We welcome the Chancellor’s pledge to build more houses which are needed given the predictions that by the end of 2012, there will be 400,000 more households in the UK than there has been housing built. We have been calling for some time now that more houses at the right price are needed in the right places so that people can buy at a price they can afford and in a location they want to live in.

However, the shortage of housing is not the only issue as lack of supply coupled with lending issues is creating a perfect storm. We have been calling for some time now for the Government to set out a clear strategy for housing with the aim being to reduce volatility in the housing market.

“Our YouGov survey in November 2012 showed that nearly half (45%) of 18-24 year olds and 41% of 25-34 year olds cited deposit affordability as a barrier to buying a property at this time. The Government should do more to encourage all lenders, not just state-backed lenders, to set lending targets. This would help buyers with the introduction of higher loan-to-value mortgage products and enable those with sufficient income and a deposit of 10% or even 5% to buy a property.

“We agree with Boris Johnson’s recent comments about cutting Stamp Duty in order to help first-time buyers, and have been urging Government for some time now to scrap Stamp Duty for all properties sub £250,000. This would have a small impact on tax receipts as only 13% of Stamp Duty comes from properties worth less than £250,000* and would be key to increasing activity in the housing market if first-time buyers could get on the property ladder.”

James Poynor, Managing Director of Countrywide Land & New Homes, said:

“We welcome today’s announcement by the Government to invest £10billion in the construction of 120,000 new homes to tackle the serious issues of shortage of supply.

However, the issue of supply should not be viewed in isolation. While building is the cornerstone of the housing market's recovery, land is a developer’s lifeblood. As planning minister Nick Boles was right to highlight we need to free up more land for development. Today’s announcement was  a missed opportunity to outline a blue print for making more land available to build much needed housing.
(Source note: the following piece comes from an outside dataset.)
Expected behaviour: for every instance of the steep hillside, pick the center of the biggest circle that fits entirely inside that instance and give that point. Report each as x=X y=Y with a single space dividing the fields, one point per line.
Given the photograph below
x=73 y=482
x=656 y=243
The Government needs to look at these issues both through the eyes of a developer and the home mover.  We see first-hand the issues developers face on a daily basis through lack of land, Section 106 planning permission constraints, affordable housing requirements and CIL payments.
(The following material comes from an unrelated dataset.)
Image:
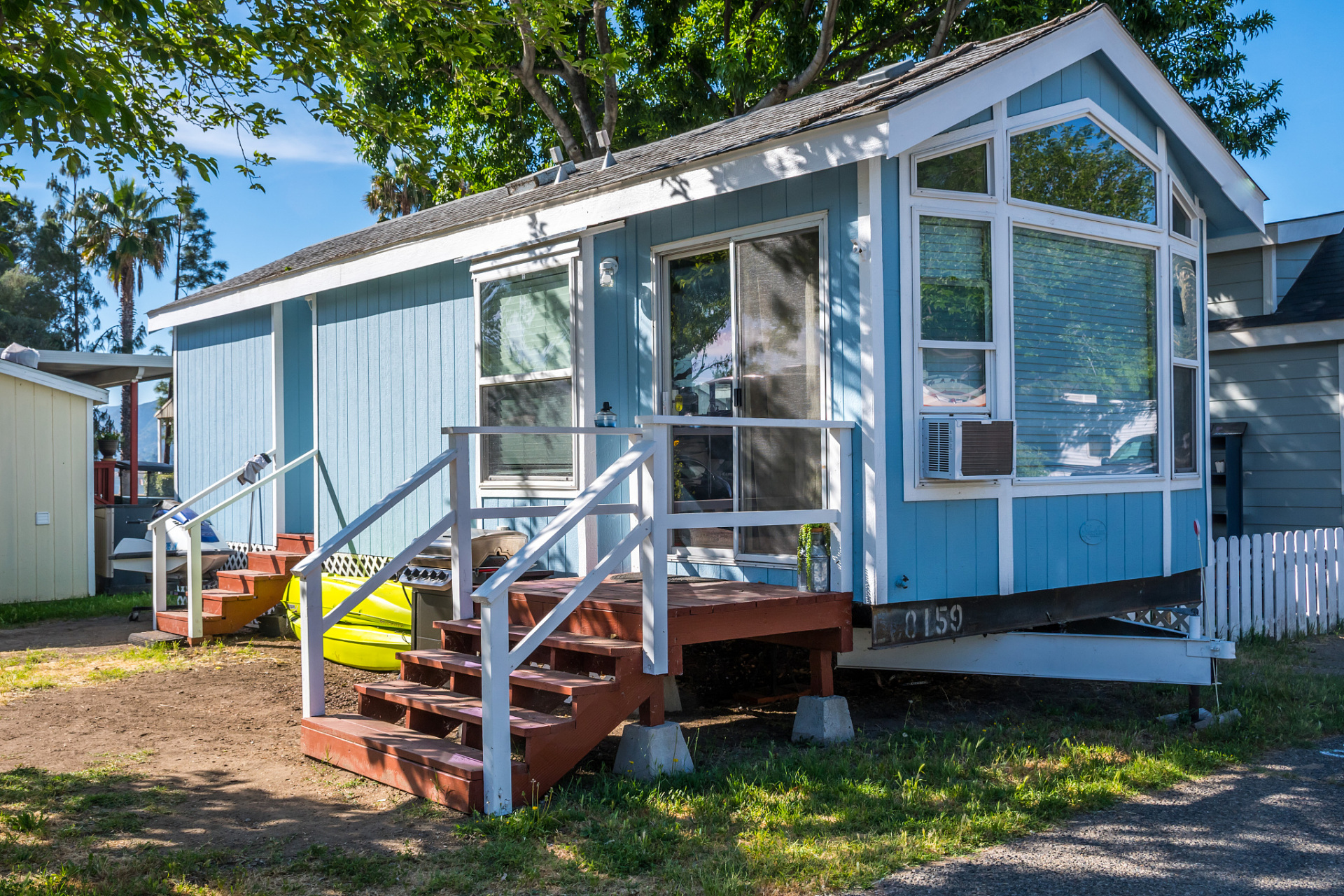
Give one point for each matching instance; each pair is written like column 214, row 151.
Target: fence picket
column 1257, row 583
Nick Clegg’s proposals to create new incentives to build ‘big and bold’ garden cities are welcome but our experience on large settlements such as Cranbrook in Devon shows that these things can take up to 10 years to pass through planning controls[1] and there’s still a massive question mark over the viability for developers to build on any land that has got permission.

Construction numbers are down despite a raft of Government measures implemented this year including today’s pledge to build more homes. We are hearing of too many cases where sites have full permission but no developer is willing to step forward due to the affordable housing demands and CIL Payments set by the Local Authority.

We call on the Government to re-define what is classifies as ‘affordable housing’ to include shared equity schemes such as FirstBuy which will allow developers to unlock land by replacing the social housing obligations with shared equity products.

Our only chance to move forward is for the Government to look at all the issues concerning mortgage finance, viability and supply, rather than tackling each issue in isolation.”

David Brown, commercial director of LSL property services, comments on the government extending the Support for Mortgage Interest Scheme until March 2015:

“It will be a great relief for thousands of borrowers that the government is extending the Support for Mortgage Interest scheme. A surprisingly strong labour market and record low mortgage rates have kept severe arrears and repossessions cases from rocketing up despite the stuttering economy, but the government scheme has played a crucial role too. With more austerity measures and public sector job losses to come, the scheme will continue to provide much-needed financial life support for borrowers in dire financial straits, and will help prevent mortgage arrears from weighing more heavily on lenders’ balance sheets.”